1. Just five minutes of running outside can make you feel better about life.
2. Those five minutes may also help you live longer.
3. Exercise also makes you happy. And the more you do it, the happier it makes you.
4. You might even improve your memory and attention — just from being outside.
5. You'll also get the vitamin D you need for strong bones.

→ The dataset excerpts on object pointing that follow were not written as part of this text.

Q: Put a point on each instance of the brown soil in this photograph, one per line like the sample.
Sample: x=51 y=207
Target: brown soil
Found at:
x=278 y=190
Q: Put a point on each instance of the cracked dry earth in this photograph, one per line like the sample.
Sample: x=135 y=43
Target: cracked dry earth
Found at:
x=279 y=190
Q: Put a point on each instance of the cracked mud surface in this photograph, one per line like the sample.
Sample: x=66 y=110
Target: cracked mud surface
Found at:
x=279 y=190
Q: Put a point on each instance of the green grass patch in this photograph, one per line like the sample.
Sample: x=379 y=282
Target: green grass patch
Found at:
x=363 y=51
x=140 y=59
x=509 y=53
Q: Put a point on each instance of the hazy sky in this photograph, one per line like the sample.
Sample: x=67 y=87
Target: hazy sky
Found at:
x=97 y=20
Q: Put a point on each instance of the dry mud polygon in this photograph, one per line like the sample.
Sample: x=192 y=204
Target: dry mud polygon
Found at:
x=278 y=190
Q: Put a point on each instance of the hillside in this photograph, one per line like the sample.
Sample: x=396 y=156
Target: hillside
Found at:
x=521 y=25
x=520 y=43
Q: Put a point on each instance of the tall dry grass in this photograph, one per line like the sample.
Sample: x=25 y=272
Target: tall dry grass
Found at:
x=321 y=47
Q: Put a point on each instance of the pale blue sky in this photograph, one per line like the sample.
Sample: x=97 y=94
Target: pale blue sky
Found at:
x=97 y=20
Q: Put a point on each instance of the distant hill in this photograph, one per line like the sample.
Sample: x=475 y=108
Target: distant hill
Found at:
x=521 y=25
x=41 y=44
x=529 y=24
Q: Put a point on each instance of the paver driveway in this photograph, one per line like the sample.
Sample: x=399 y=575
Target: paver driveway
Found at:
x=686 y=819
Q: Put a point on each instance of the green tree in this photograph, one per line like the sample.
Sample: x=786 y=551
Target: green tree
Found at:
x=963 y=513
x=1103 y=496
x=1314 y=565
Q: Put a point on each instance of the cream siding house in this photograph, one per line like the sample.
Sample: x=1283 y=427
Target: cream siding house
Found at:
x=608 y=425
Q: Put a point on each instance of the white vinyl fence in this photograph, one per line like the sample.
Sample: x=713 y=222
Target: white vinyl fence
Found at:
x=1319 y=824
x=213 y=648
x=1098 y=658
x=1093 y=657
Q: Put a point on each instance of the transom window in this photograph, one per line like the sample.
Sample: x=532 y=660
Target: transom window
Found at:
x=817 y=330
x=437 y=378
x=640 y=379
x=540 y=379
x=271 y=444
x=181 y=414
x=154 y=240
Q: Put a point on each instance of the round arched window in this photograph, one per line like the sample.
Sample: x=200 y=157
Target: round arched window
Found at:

6. And thanks to wind resistance, you'll get a better workout.
The wind in your hair means you're exercising harder and so, getting more out of your workout. At the same pace, you'll burn more calories when you run outside than on a treadmill, according to a 1996 study. (If you must use a treadmill, increase the incline to 1% to simulate the outdoors.)
7. And if you listen to music, you're doing yourself an extra health service.
8. Running outside is also A LOT quicker than going to the gym.
Going to the gym means spending the time going there, coming back, swiping your membership card, putting your stuff in a locker, taking it out of the locker, talking to the weird guy who won't leave you alone, and at some point in between all that, working out. Running outside starts as soon as you walk out the door, you can leave your stuff in your room, and nobody will try to talk to you because now, you're actually moving.
9. (And a heckuva lot cheaper.)
10. Exercising outdoors makes you more likely to want to keep exercising.
In 2011, researchers found that participants who exercised outdoors were more likely to say they wanted to do it again. And though the review noted that high quality data was lacking, this finding was supported by a 2012 study that found that older adults that exercised outdoors exercised more than those who exercised indoors.
11. Maybe that's because exercising outdoors just ~feels~ better.
Though researchers said studies on the topic were sparse, a 2011 review of available data found that, exercising in natural environments was connected to "greater feelings of revitalization and positive engagement, decreases in tension, confusion, anger, and depression, and increased energy." In 2012, the Telegraph reported that, according to a University of Glasgow study, the mental health boost from outdoor exercise was TWICE that of indoor exercise.